Model training step: sample data is labeled as with the phonetic feature and fraud of each audio fragment, to the first support vector machines It is trained, obtains speech analysis model；It is labeled as sample data with the expressive features and fraud of each video clip, to second It holds vector machine to be trained, obtains Expression analysis model；

Model applying step: acquiring the audio, video data of object to be identified, utilizes the speech analysis model and Expression analysis mould Type analyzes the audio, video data, exports the audio probability of cheating P1 and video probability of cheating P2 of the object to be identified；And

Weighted calculation step: it according to the weight of the speech analysis model and Expression analysis model by P1, P2 weighted calculation, obtains The fraud recognition result of the object to be identified.

2. fraud recognition methods as described in claim 1, which is characterized in that extract phonetic feature in the characteristic extraction step Include:

Second feature extraction step: extracting dynamic regressioncoefficients from each low order phonetic feature, obtains the dynamic of each audio fragment State audio frequency characteristics；

Third feature extraction step: each audio is extracted from the low order audio frequency characteristics and dynamic audio frequency feature using statistical function The high-order audio frequency characteristics of segment；And

Screening step: high-order audio frequency characteristics is filtered out from the high-order audio frequency characteristics of each audio fragment using Feature Selection algorithm Collection, using high-order audio frequency characteristics subset as the phonetic feature of each audio fragment.

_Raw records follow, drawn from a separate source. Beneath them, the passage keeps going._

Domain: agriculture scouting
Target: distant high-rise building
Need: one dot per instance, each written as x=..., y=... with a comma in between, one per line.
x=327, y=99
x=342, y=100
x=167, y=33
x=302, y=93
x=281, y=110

3. fraud recognition methods as claimed in claim 2, which is characterized in that the low order audio frequency characteristics include that mel-frequency falls Spectral coefficient, pitch and zero-crossing rate.

4. fraud recognition methods as described in claim 1, which is characterized in that extract expressive features in the characteristic extraction step Include:

High-order latent structure step: counting the number and lasting duration that each low order motion characteristic occurs in each video clip, The high-order motion characteristic of each video clip is constructed according to statistical result；And

Screening step: high-order motion characteristic is filtered out from the high-order motion characteristic of each video clip using Feature Selection algorithm Collection, using high-order motion characteristic subset as the expressive features of each video clip.

5. fraud recognition methods as claimed in claim 4, which is characterized in that the low order motion characteristic include head towards, Eyeball direction and Facial action unit.

6. fraud recognition methods as described in claim 1, which is characterized in that the model applying step further includes following step It is rapid:

The audio, video data of object to be identified is decoded and is pre-processed, the audio data and video of the object to be identified are obtained Data；

Phonetic feature is extracted from the audio data of the object to be identified, extracts expression from the video data of the object to be identified Feature.

7. a kind of electronic device, including memory and processor, which is characterized in that include fraud identification journey in the memory Sequence, the fraud recognizer realize following steps when being executed by the processor:

8. electronic device as claimed in claim 7, which is characterized in that extract phonetic feature packet in the characteristic extraction step It includes:

9. electronic device as claimed in claim 7, which is characterized in that extract expressive features packet in the characteristic extraction step It includes:

10. a kind of computer readable storage medium, which is characterized in that include fraud identification in the computer readable storage medium Program when the fraud recognizer is executed by processor, realizes that fraud described in any one of claims 1 to 6 such as identifies The step of method.